Excusado es advertir que en sus libros y monografías debe el jefe de escuela hacer sincera justicia al discípulo, citando escrupulosamente sus trabajos y aun insistiendo en ellos con delectación alentadora. Por amor a su prole intelectual, más bien que por modestia, callará la propia colaboración. Acrecerá de esta suerte el crédito del sabio novel, cuya obra granjeará rápidamente en el extranjero confianza y simpatía.

Con ocasión del primer trabajo del principiante, suelen muchos sabios emparejar el propio nombre con el del discípulo, señalando con ello su talento de colaboración, conducta equitativa, aunque poco generosa. A menos de que dicho trabajo inicial sea fruto personal casi exclusivo del maestro, preferiríamos librar al discípulo del concepto, un tanto humillante, de la ajena inspiración. Con ello, el joven investigador saboreará el exquisito manjar de la espontaneidad. Raro fuera que, una vez probado, no se aficionase a él y se esforzara por merecerlo.

Inútil parece también recordar a los maestros que no se aprovechen demasiado de la dócil actividad de sus educandos, so color de prepararlos y dirigirlos. Este abuso, revelador de antipático egoísmo, florece en algunas escuelas extranjeras, donde, como en ciertas profesiones, el catecúmeno paga la enseñanza con la explotación del aprendizaje. ¡Cuántas obras monumentales denotan más que la fecundidad del autor, la discreción y modestia de juveniles colaboraciones, satisfechos con la lejana esperanza de ser algún día apoyados y promovidos por su mentor intelectual a empleos decorosos!

Las fatigas de la edad, y más que nada el afán de acaparar dignidades y prebendas, incompatibles con una vida apacible y de labor honda y perseverante, fuerzan a veces a los sabios a caer en tan vituperables exploraciones. Después de haber llegado con honra, hay que caer con honra. Bástele a cada cual su propio mérito. Harto pagado queda el maestro con la satisfacción de haber despertado actividades latentes y formado mentalidades creadoras. Si la debilidad de los sentidos o las flaquezas de la voluntad privan al anciano de los bríos necesarios para la obra de investigación, abandone resueltamente el magisterio militante. No se enseña bien sino lo que se hace, y quien no investiga no enseña a investigar. Primor de discretos es lo que Gracián designa tener un buen dejo. Aunque nos duela, a cierta edad hay que abandonar la enseñanza antes que la enseñanza nos abandone.

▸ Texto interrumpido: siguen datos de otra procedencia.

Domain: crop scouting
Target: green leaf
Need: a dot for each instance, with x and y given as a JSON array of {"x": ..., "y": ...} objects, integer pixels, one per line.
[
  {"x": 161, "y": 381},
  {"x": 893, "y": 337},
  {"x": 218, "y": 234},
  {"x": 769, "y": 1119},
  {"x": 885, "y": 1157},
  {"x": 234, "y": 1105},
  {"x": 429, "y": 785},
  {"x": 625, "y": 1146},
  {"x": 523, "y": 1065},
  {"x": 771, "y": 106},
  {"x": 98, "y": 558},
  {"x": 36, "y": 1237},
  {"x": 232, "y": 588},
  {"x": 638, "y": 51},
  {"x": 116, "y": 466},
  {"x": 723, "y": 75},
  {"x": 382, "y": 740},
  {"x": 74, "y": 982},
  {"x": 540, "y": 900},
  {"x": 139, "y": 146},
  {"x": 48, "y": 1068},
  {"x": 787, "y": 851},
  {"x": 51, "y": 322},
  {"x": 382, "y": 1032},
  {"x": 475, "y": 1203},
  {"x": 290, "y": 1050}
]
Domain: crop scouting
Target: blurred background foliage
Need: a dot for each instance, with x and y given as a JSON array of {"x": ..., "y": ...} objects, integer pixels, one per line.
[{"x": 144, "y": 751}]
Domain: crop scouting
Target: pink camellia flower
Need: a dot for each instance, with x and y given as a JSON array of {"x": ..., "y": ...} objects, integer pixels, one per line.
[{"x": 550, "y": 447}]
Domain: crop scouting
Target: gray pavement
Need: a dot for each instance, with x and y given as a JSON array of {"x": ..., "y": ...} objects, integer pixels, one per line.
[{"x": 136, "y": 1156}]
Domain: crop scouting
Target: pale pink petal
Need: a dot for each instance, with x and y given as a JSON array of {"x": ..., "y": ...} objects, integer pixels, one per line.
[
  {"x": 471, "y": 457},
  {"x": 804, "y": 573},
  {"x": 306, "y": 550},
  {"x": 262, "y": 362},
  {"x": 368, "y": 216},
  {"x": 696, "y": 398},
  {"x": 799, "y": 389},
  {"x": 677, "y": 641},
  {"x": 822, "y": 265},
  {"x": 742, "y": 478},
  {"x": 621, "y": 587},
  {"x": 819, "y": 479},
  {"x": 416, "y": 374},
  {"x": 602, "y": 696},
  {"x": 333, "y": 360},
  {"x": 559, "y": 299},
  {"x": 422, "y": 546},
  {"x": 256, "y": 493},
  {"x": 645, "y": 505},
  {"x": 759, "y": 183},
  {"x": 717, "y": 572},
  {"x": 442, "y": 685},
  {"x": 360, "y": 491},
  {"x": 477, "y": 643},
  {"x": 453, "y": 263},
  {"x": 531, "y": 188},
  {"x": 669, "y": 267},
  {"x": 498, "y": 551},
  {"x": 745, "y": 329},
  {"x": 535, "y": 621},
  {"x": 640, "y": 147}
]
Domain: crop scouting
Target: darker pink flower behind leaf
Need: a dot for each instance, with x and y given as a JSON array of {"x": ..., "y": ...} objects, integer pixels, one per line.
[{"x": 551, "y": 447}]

Con todo eso, todavía tiene el veterano profesor alta misión que cumplir. Cuando sus manos débiles no pueden sostener el pico del minero, ocúpese en refinar el mineral arrancado por otros26. Y escriba en la quietud de su jubilación la historia o la filosofía de la ciencia. Que nadie puede exponerla mejor que quien ha vivido sus incidencias y sentido de cerca las arduas dificultades especulativas.